Parent guilt can exhaust itself on extra activities, buys kids stuff they don’t need and avoid disciplining a child who is desperate for it.

Parent guilt sees failure rather than success. It sees the problem instead of solutions. It keeps our mind in a state of unrest rather than peace.

I believe parents of children with special needs battle the guilt demon more than most. I hear it in the Facebook posts, read it in their blogs and see it in their eyes. We never feel we do/did enough. Maybe the next treatment, medication, behavior plan, professional or therapy will make a difference. We are a driven, guilt-laden bunch, always looking for another help, another hope, and another solution.

The guilt twinge is real when I read about the person with Down syndrome who is getting married, or the one modeling on New York runways, or the one who owns a restaurant, or how about the guy with autism working for Microsoft? I have to remind myself that these are often the exception not the rule.

On our best day we have no guarantee how our kids will turn out but they basically need what all of us long for: love, acceptance, boundaries, food, shelter and most of all, God.
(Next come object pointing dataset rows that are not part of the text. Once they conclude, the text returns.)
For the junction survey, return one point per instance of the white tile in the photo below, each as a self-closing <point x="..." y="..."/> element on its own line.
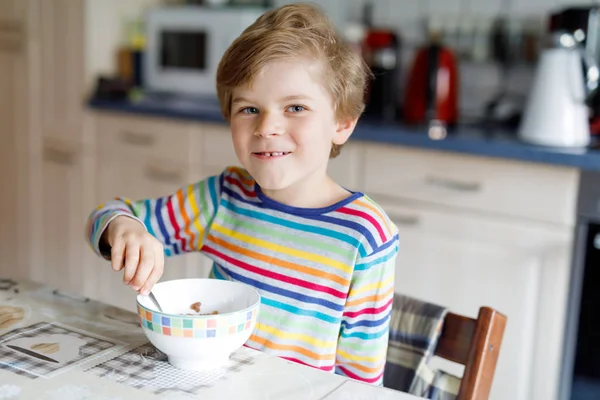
<point x="352" y="390"/>
<point x="273" y="378"/>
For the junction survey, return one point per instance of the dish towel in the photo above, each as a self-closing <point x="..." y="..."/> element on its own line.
<point x="415" y="328"/>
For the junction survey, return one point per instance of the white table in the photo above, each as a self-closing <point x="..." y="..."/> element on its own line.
<point x="115" y="361"/>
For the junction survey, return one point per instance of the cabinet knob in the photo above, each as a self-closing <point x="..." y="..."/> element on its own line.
<point x="405" y="220"/>
<point x="137" y="139"/>
<point x="452" y="184"/>
<point x="11" y="35"/>
<point x="164" y="176"/>
<point x="58" y="156"/>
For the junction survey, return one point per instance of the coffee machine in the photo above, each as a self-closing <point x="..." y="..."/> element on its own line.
<point x="583" y="23"/>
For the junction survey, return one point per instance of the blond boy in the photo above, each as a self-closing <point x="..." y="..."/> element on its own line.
<point x="321" y="256"/>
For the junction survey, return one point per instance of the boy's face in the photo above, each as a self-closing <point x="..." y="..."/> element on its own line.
<point x="283" y="126"/>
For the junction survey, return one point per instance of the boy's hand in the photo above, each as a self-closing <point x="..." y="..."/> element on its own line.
<point x="137" y="251"/>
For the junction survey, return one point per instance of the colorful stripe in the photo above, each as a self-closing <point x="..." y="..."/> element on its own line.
<point x="326" y="277"/>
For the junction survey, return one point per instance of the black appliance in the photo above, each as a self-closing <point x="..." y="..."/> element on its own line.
<point x="580" y="377"/>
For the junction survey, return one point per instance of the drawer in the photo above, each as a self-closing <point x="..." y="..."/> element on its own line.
<point x="517" y="189"/>
<point x="217" y="147"/>
<point x="120" y="137"/>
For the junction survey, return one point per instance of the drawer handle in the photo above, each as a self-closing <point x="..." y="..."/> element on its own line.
<point x="405" y="220"/>
<point x="452" y="184"/>
<point x="165" y="176"/>
<point x="137" y="139"/>
<point x="61" y="157"/>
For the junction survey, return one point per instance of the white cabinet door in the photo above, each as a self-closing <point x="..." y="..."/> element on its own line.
<point x="466" y="261"/>
<point x="139" y="179"/>
<point x="59" y="235"/>
<point x="13" y="133"/>
<point x="61" y="66"/>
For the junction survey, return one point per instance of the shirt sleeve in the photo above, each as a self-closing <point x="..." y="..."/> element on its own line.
<point x="180" y="220"/>
<point x="363" y="340"/>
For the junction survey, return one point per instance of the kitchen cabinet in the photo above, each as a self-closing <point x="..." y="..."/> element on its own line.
<point x="59" y="154"/>
<point x="13" y="132"/>
<point x="61" y="68"/>
<point x="141" y="169"/>
<point x="465" y="260"/>
<point x="58" y="241"/>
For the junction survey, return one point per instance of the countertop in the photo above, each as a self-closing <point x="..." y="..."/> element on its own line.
<point x="55" y="345"/>
<point x="468" y="140"/>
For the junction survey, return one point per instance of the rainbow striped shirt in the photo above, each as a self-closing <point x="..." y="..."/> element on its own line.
<point x="326" y="276"/>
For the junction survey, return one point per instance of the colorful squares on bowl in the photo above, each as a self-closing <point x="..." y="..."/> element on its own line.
<point x="176" y="322"/>
<point x="200" y="323"/>
<point x="177" y="332"/>
<point x="200" y="334"/>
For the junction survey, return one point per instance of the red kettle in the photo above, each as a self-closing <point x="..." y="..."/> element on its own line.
<point x="432" y="88"/>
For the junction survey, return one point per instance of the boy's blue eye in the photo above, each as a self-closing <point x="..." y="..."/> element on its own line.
<point x="250" y="110"/>
<point x="296" y="108"/>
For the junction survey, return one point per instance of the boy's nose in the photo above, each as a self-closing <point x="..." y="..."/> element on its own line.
<point x="269" y="125"/>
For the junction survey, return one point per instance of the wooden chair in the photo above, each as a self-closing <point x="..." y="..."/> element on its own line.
<point x="474" y="343"/>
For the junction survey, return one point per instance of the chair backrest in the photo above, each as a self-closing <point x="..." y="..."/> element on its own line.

The greatest thing we can ever do for our child is help them understand the God shaped hole inside them, only their Creator’s love can fill.

The other best thing we can do is say I’m sorry when we mess up and forgive ourselves for being less than perfect.

In spite of us, and maybe because of us, our children are quite resilient and they don’t need perfect parents. What they need is forgiving and forgiven parents.

Loose the guilt. It’s a parenting accessory neither we nor our kids need.

Love and forgiveness always win and inevitably chase the guilt demons far away.

 
1 John 4:18 “There is no fear in love but perfect love drives out fear..”

Romans 8:1 “So now there is no condemnation for those who are in Christ Jesus for the law of the Spirit of life has set you free..”

Psalm 127:3 “Children are a heritage from the Lord, the fruit of the womb a reward.”